Nessas duas, mesmo tendo o bloco ter dado uma boa subida, é bem definido o peso e a brutalidade da estrutura.


Nessas duas, o bloco se encontra bem acima do solo e quase no fim da pilastra. Isso causa um certo desconforto. Aparenta mais que as fotos anteriores, que o peso é muito para a pilastra alguentar e além disso, a brutalidade é bem mais acentuada.
Aqui, eu alterei a posição da base, o que fez mais alterações na estrutura.
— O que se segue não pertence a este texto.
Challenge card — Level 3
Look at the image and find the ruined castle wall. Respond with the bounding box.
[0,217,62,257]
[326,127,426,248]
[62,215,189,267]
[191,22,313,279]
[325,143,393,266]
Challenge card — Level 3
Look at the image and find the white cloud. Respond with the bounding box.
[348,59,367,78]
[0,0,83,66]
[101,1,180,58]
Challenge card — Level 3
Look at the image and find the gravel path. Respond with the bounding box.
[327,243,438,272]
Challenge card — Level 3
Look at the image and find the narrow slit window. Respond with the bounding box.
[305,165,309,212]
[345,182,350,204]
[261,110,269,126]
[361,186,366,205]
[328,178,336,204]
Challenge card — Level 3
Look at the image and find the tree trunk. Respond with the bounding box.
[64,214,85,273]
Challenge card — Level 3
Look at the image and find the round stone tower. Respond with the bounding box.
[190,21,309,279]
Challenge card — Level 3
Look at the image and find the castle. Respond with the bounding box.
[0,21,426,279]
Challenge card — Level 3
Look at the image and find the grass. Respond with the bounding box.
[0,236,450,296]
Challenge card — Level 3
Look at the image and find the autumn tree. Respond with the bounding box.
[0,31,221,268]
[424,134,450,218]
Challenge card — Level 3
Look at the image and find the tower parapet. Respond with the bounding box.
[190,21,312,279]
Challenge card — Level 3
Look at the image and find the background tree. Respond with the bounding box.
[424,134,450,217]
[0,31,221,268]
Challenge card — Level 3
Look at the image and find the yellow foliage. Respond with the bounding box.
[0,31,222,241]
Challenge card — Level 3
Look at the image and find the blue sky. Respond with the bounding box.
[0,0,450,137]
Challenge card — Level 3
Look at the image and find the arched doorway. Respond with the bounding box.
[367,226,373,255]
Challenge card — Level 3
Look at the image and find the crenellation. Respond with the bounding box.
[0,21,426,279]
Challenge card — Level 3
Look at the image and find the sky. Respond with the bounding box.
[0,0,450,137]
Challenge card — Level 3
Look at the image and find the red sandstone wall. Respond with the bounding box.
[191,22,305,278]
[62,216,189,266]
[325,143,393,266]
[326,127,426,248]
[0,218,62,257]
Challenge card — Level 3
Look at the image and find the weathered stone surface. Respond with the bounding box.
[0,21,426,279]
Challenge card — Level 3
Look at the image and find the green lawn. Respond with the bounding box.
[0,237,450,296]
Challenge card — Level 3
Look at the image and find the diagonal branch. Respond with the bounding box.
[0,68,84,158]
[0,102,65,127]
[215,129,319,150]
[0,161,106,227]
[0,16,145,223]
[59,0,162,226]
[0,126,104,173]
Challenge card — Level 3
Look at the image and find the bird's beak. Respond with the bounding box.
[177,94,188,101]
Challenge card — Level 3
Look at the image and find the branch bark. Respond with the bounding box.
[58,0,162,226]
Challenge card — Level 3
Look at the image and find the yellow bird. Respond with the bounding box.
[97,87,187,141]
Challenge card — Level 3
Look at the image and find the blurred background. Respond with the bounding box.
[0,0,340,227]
Nestas fotos, o bloco funciona como base, o que dá um outro aspecto diferenciado para o sólido. É monótono, mas também é totalmente estável. O teto (a ex-base) tira um pouco da monotonia que foi abordade em algumas fotos atrás.


Neste caso, eu subi todo o possivel do bloco, reduzindo drásticamente a área que tem contato com o solo e que sustenta toda a estrutura. Isso causa apreensão, devido ao medo da estrutura conseguir ser auto suportar.
A partir de agora, eu girei o bloco 180º verticalmente, dando também uma outra perspectiva sobre a obra.
Nessas, vemos o bloco quase encostando na base superior, o que aumenta o desconforto. Pela base que está em contato com o solo, e o volume e peso que estão bastante afastados do chão e vulneráveis para cair.
Nesta, encostei o bloco no chão. O que dá a diferença nessa foto, é uma base com poucos contatos no solo, e um teto com dimensoes maiores que o proposto pela sequência proposta pela pilastra.
A partir dessa, pus a base verde novamente em seu lugar com o bloco ainda invertido 180º na vertical.
E nessa última, o total equilíbrio. Ela não é muito monótona, devido às mini torres que existem no bloco, que fazem com que a parte inferior da estrutura tenha um formato diferente do padrão.
Parti desse sólido inicial, com a intenção de transformá-lo em um prédio de formato diferente, porém, viável e concreto arquitetonicamente. Não sei como explicar o passo a passo da transformação. As fotos demonstram bem ele.